Can I use pattern matching both by class and variable?

Consider the following example:

def combine(trees: List[CodeTree]): List[CodeTree] =
  if (trees.isEmpty || singleton(trees)) trees
  else trees match {
    case Leaf(cl, wl) :: Leaf(cr, wr) :: tail =>
      Fork(new Leaf(cl, wl), new Leaf(cr, wr), List(cl, cr), wl + wr) :: tail
  }

I would like to know whether I could capture the two Leaf instances into a variable.
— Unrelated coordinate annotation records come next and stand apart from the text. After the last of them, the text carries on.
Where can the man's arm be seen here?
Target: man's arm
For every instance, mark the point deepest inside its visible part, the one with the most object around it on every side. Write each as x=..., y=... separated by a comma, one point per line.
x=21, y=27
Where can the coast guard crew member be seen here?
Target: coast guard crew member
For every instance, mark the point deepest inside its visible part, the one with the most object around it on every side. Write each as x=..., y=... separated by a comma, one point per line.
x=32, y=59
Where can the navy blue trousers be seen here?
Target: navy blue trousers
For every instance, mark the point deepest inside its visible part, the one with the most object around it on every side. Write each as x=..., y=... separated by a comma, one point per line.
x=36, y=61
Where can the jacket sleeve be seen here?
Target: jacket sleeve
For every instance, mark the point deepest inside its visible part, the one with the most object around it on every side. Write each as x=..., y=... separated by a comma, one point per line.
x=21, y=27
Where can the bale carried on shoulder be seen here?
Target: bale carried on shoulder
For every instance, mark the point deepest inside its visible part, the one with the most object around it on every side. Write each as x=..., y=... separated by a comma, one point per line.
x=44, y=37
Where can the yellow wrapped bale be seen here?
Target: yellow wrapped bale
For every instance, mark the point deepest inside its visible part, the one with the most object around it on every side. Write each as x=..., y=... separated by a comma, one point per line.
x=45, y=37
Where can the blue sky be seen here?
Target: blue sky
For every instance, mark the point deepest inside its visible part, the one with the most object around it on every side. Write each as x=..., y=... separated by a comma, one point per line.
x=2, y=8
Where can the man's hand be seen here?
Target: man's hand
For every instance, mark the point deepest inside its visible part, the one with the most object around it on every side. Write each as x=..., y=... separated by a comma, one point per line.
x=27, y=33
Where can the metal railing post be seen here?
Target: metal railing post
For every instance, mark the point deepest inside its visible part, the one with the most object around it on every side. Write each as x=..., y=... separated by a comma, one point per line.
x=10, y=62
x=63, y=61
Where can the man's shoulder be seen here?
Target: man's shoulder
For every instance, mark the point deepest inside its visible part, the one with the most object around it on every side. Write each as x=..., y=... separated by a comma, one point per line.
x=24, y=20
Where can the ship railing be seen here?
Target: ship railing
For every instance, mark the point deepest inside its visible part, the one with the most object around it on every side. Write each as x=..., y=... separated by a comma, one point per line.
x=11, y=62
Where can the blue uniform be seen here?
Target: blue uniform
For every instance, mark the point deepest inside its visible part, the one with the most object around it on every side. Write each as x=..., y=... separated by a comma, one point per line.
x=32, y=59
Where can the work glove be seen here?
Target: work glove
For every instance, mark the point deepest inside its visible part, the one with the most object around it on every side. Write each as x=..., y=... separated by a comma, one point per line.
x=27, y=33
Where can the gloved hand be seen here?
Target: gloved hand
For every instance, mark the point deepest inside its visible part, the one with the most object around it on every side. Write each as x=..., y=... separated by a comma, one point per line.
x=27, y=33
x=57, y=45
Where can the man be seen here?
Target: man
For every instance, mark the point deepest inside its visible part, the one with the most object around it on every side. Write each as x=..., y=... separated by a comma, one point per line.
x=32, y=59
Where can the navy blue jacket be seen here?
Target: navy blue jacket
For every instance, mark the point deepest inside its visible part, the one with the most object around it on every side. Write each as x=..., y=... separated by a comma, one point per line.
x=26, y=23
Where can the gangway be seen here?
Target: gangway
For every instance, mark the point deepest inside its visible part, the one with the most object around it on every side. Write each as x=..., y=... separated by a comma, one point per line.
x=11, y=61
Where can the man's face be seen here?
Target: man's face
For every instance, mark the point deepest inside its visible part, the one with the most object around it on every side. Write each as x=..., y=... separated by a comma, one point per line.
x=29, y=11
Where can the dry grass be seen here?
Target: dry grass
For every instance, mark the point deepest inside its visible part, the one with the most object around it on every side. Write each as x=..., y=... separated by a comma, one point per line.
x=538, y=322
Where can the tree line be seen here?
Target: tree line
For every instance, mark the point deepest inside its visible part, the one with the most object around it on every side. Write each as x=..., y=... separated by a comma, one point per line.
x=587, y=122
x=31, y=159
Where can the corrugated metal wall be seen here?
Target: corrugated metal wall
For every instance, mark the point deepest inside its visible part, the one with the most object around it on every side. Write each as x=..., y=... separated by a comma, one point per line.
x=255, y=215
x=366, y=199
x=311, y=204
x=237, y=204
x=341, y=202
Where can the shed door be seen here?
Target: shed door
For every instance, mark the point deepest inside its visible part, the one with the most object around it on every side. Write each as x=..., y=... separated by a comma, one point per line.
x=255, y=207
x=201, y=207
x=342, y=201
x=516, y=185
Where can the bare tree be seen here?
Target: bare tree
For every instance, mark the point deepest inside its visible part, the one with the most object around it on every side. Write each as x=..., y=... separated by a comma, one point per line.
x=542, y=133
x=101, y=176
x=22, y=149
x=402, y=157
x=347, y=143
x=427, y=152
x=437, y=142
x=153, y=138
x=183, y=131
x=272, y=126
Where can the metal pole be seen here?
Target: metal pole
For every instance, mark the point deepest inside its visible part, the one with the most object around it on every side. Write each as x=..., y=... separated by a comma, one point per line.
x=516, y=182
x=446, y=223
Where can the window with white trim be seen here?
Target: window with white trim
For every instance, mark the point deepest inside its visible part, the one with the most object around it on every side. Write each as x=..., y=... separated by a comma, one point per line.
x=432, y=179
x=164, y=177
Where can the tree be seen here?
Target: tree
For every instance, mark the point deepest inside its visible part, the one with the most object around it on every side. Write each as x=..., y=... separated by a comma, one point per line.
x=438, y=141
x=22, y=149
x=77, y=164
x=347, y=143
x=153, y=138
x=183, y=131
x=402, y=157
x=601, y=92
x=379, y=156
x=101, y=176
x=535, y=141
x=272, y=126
I would expect a syntax like the following:

def combine(trees: List[CodeTree]): List[CodeTree] =
  if (trees.isEmpty || singleton(trees)) trees
  else trees match {
    case l: Leaf(cl, wl) :: r: Leaf(cr, wr) :: tail =>
      Fork(l, r, List(cl, cr), wl + wr) :: tail
  }

This does not actually compile, but I was hoping for something similar.

Thanks in advance!

Upvotes: 1

Views: 115

Answers (1)

Daniel C. Sobral
Daniel C. Sobral

Reputation: 297265

You use colon for types, so you'd have to write something like this:

case (l: Leaf[???]) :: (r: Leaf[???]) :: tail =>

But there's a way to match a pattern and extract it at the same time, which is using the "at" sign:

case (l @ Leaf(cl, wl)) :: (r @ Leaf(cr, wr)) :: tail =>

PS: I have no idea where parenthesis are necessary, so I added them anyway.